# Printing on Nike Dry Fit Shirts



## 5thQuarterSports (Jan 20, 2007)

What type of mesh and ink should I use to print on Nike Dry Fit sport shirts. Left chest logo and large logo on back.


----------



## SLGProduction (Jun 10, 2007)

We use 156 or 230. It all depends on the design.


----------



## 5thQuarterSports (Jan 20, 2007)

It is a one color logo on front left chest and full back. Why type of ink? What temp should I dry the ink at?


----------



## SLGProduction (Jun 10, 2007)

I would go with a 158. We use Wilflex's Artist plus white or Quick white. Your ink temp should always reach 320 degrees. Print flash print.


----------



## 5thQuarterSports (Jan 20, 2007)

Thank you SLG


----------



## EastBayScreen (Mar 23, 2007)

The Nike Dry Fit I found specs for is 98% polyester. In which case you'd want to use a low bleed ink, so that the dyes from the material don't sneak into your ink. Bleeding can occur instantly or weeks later. It's especially bad with white on colored garments. High temperatures compound the problem.

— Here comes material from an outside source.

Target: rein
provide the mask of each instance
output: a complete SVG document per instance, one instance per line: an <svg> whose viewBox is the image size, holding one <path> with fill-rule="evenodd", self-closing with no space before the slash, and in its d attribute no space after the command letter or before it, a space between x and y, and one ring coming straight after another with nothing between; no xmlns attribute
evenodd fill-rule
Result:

Poly ink fights this by first; resisting the bleeding properties of polyester garments, and second, curing at a lower temperature, in some cases as low as 300 degrees. Be careful, test. I'm sure these ain't cheap, and you wouldn't want them coming back with bluish ink in a couple weeks.

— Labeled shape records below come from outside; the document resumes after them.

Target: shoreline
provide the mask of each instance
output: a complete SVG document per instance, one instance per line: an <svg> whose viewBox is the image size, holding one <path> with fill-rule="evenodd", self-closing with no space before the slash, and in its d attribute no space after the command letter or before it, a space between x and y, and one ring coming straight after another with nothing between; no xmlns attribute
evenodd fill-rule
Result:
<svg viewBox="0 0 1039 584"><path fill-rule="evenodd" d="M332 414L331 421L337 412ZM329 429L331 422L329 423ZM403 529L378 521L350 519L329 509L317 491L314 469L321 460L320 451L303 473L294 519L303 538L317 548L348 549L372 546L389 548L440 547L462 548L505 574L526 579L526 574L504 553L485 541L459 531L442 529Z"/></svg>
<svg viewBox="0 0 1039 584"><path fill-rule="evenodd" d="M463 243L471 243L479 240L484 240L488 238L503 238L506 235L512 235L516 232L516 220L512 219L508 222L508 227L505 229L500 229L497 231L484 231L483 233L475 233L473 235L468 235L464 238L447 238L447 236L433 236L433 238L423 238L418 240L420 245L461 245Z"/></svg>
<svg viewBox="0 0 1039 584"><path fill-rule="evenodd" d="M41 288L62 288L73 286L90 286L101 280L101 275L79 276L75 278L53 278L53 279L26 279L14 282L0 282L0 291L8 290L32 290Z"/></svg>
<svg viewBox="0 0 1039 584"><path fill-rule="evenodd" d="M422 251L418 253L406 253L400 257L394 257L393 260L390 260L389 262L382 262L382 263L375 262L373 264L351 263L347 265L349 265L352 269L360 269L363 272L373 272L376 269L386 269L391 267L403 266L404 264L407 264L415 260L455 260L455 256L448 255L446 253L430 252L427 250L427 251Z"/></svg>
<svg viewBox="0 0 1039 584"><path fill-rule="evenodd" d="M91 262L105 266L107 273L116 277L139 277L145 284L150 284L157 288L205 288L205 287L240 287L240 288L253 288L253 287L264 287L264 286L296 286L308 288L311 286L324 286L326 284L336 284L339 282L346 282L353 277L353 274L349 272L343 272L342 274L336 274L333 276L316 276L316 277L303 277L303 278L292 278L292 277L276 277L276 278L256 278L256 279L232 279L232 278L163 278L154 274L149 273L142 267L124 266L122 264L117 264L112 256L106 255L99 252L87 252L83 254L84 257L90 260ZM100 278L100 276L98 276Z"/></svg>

Also, hope you got the jersey knit, not the pique.


'luck


----------



## MCX_ART_GIRL (Mar 14, 2008)

Is anyone printing multi color on dark dry-fit shirts? My printers have terrible trouble with shrinkage, overheating and dye sublimating when they try to print more than one color on dark garments. We do very well with regular t-shirts but dry-fit garments sublimating and shrinking has left us unable to print the quality we want. Can anyone help me? We're using appropriate inks for the garments.


----------